The value of life beyond partisanship



If you’ve been deemed essential and your work and paycheck have continued in recent months without interruption, it’s very easy to see those demonstrating against home sheltering restrictions as scientifically illiterate hicks.  If you dig a bit deeper and realize that they are fighting an existential threat borne of economics you might just change your tune however.  The fact is that our human instinct to survive will, at times, provoke us into risky behavior sufficient to trade the devil we know for the devil we do not.  For many people with their backs on the ropes of their own socio-economic demise, you are witnessing, first hand, the exchange of safety sheltering from the storm, for the resources to survive.  In cruder terms; you are watching starvation drive individuals to make life threatening decisions in order to put food on the table today.  This was never about 4th Amendment rights or freedom of mobility, this is about having an insufficient safety net, both governmental and personal, to weather a storm with staying power longer than our resources or patience.  What it has been turned into has been the blanket criticism of those afflicted with little to no savings, living a hand to mouth existence suddenly laid off or furloughed with little thought given to the path of the individual or the plight they suffer.  We do this because it’s far easier, psychologically for us, to blame the individual for the situation they are in than it is to help them out of it.  We can write it off as self imposed or deserved.
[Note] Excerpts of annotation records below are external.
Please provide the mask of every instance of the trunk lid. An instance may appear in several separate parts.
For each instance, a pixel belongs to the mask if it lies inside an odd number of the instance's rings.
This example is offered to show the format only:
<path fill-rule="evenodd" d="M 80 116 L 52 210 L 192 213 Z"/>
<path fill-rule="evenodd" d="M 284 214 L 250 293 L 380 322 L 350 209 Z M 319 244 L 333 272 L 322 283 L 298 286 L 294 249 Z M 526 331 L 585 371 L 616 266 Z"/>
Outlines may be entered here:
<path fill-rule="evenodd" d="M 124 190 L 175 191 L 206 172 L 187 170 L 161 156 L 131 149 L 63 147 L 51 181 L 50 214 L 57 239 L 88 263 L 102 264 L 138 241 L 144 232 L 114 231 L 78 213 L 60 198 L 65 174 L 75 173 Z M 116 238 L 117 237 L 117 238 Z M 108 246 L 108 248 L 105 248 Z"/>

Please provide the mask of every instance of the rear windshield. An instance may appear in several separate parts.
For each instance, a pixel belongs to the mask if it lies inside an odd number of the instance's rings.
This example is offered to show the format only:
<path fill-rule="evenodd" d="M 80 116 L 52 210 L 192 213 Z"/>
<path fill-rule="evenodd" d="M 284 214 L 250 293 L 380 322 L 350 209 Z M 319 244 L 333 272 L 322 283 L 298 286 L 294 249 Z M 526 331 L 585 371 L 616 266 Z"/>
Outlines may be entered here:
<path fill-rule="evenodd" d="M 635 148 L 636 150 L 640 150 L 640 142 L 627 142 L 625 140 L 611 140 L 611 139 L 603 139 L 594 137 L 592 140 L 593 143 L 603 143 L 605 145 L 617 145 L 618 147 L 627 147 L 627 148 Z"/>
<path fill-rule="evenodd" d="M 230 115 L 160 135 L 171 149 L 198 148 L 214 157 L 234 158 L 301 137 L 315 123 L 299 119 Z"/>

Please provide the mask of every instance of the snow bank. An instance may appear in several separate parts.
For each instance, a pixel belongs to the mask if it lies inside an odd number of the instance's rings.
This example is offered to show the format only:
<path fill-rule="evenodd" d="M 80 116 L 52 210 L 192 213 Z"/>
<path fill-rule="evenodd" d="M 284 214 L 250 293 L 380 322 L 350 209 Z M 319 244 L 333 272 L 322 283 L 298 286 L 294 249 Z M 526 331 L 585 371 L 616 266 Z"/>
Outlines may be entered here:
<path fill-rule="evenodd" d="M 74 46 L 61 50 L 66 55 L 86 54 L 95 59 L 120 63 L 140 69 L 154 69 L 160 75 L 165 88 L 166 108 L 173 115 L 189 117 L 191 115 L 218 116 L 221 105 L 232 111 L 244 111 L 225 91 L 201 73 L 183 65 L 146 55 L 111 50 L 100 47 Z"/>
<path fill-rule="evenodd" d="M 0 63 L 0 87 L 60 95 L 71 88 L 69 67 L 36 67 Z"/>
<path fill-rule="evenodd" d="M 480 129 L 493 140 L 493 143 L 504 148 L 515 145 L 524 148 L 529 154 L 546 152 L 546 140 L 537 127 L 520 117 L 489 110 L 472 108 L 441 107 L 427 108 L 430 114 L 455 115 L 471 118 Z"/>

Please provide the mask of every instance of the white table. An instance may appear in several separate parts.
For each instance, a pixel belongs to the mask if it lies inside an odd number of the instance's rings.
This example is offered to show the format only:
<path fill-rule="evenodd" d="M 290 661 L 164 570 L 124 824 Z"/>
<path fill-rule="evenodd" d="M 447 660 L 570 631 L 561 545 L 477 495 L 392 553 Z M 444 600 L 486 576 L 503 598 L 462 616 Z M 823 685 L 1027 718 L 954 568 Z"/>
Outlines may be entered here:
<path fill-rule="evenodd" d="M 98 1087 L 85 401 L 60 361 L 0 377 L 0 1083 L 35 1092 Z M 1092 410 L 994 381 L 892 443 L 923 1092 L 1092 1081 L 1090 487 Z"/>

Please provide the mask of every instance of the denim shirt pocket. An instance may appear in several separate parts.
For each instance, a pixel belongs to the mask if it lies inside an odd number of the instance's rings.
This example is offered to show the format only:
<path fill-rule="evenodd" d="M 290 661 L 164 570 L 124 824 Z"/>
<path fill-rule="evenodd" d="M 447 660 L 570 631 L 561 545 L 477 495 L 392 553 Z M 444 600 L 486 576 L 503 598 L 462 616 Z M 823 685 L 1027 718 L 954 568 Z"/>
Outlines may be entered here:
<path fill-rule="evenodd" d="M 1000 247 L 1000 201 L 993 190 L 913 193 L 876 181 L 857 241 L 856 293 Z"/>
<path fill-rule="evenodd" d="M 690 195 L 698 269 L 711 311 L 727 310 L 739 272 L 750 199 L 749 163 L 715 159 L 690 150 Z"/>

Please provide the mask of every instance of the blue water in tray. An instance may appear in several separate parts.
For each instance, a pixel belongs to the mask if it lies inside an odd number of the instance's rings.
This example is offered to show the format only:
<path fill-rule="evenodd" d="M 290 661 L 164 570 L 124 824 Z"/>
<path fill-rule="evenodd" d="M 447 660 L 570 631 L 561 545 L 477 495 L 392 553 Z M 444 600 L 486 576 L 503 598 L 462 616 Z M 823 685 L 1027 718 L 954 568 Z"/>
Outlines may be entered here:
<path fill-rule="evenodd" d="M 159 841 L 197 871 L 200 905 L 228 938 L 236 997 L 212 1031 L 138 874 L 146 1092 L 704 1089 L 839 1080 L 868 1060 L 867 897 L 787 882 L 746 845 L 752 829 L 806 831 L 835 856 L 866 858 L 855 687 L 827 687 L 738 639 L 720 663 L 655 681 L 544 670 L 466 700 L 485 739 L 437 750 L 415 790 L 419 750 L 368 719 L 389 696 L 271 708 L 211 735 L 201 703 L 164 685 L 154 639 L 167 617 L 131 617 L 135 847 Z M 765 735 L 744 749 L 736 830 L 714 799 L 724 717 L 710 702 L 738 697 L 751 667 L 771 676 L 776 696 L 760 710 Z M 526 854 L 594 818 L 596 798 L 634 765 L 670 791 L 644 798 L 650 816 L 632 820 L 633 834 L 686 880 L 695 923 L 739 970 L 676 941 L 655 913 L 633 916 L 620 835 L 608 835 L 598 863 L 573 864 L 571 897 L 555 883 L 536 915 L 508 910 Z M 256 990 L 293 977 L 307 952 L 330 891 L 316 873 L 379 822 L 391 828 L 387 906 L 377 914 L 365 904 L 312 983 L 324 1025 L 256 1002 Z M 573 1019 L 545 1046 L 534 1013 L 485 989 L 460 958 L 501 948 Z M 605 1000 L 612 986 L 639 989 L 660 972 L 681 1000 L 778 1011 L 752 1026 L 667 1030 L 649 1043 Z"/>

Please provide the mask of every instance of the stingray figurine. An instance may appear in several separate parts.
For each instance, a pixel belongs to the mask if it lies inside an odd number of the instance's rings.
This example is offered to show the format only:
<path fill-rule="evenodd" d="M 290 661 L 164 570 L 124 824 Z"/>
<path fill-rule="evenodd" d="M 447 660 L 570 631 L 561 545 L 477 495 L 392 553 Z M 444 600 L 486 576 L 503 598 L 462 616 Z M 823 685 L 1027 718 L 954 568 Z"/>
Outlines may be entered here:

What we are really seeing is two divergent pathways to the demonstration of the perceived value of life.  If we reacquaint ourselves with Maslow’s Hierarchy of needs we can see that we are witnessing those with “physiological needs” met, bicker and judge those without and the predictable ensuing friction.  The fact is that the quest to meet those needs is coded within each of us and the difference between those demonstrating that desperation today and those showing it next week distills down to little more than the insulation provided by time and money.  We must ask ourselves: “What does it take for an individual to leave the safety of their home in the face of lethal risk?”  The answer, simply stated is, a more clear and present danger. 

The white noise surrounding this issue is drowning out the human suffering associated with it and none of us are better for it.  The solution means confronting things we are not comfortable with and shifting priorities we want to cling onto. This is not Blue vs Red, this is the value of human life and our ability to see it for what it is.